ROAR: Parties to share access to one TV channel in each region

ROAR: Parties to share access to one TV channel in each region

President Dmitry Medvedev has signed a law that guarantees equal access of political parties to TV channels in Russian regions.

The legislation, adopted by the parliament at the end of September, supplements the law on general principles of organization of legislative and executive regional bodies. Now these organs are obliged to guarantee equal access of parties to regional TV channels and radio stations.

The matter concerns the political parties that are represented in regional legislative bodies. The new law obliges regional state bodies to ensure equal coverage of the parties’ activities in local electronic media.

Regional legislative bodies will have to adopt their own laws to guarantee that parties have equal access. The coverage in local media is controlled by local electoral commissions.

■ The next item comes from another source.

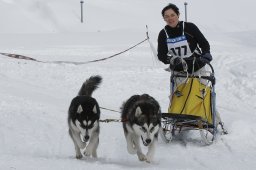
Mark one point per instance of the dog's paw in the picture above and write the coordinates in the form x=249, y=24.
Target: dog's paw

In accordance with the new initiative, one state-run TV channel and one radio station will be chosen for the goal. This, observers note, may be not enough to ensure equal coverage as other state-run and private channels may establish their own rules in covering parties’ activities.

Some regional leaders of Russian parties have said it will be difficult to fulfill the requirements of the new law in practice. One of the reasons is the fact that “as a rule, a representative of the ruling party is appointed as the editor-in-chief [of a state-run channel],” said Aleksandr Makarevich, the head of Murmansk regional branch of the opposition Fair Russia party.

In his case, “any convenient occasion is used for shooting a TV report about the party’s activities, especially in prime time,” he told Regnum news agency.

Opposition parties, on the other hand, “have to do everything they can to appear on television,” he noted. “As a rule, their activities are not covered in prime time.”

Another shortcoming of the law is that it concerns only electronic mass media, the politician believes. In many municipalities, newspapers and other print media are very popular and have considerable circulations, he noted.

The State Duma started to consider the presidential bill equating parties’ chances for access to regional media in March, 2010. The draft legislation developed Medvedev’s initiatives concerning media coverage of parties’ activities in the federal media.

Since September 2009, parties represented in the parliament have had equal access to state-run Rossiya One and Rossiya 24 TV channels.

The faction of the opposition Communist party supported the idea at the time, but criticized the way the parties’ activities were covered by these federal channels. Nobody had controlled “the quality of information,” the representatives of the faction said.

However, all the factions supported the bill. The representatives of the Liberal Democratic Party noted that the law may well work at the regional level, Kommersant daily said.

Mikhail Emelyanov of the Fair Russia proposed that the equal access to all registered parties should be ensured, adding that “there are only seven such parties in Russia.”

Just as the Communists often complain that the media are covering the activities of the ruling United Russia more often, the representatives of that party disagree.

During the current campaign for elections in regional legislative bodies, the opposition parties already use the equal access to local media, believes Valery Galchenko, the head of United Russia’s regional department.

The politician made it clear that opposition forces owed equal access to regional media to United Russia which had voted for the amendments.

“The opposition has chosen the tactics of scandals,” Galchenko was quoted by the party’s website as saying. He believes the equal access to electronic media “gives their electoral strategies large proportions.”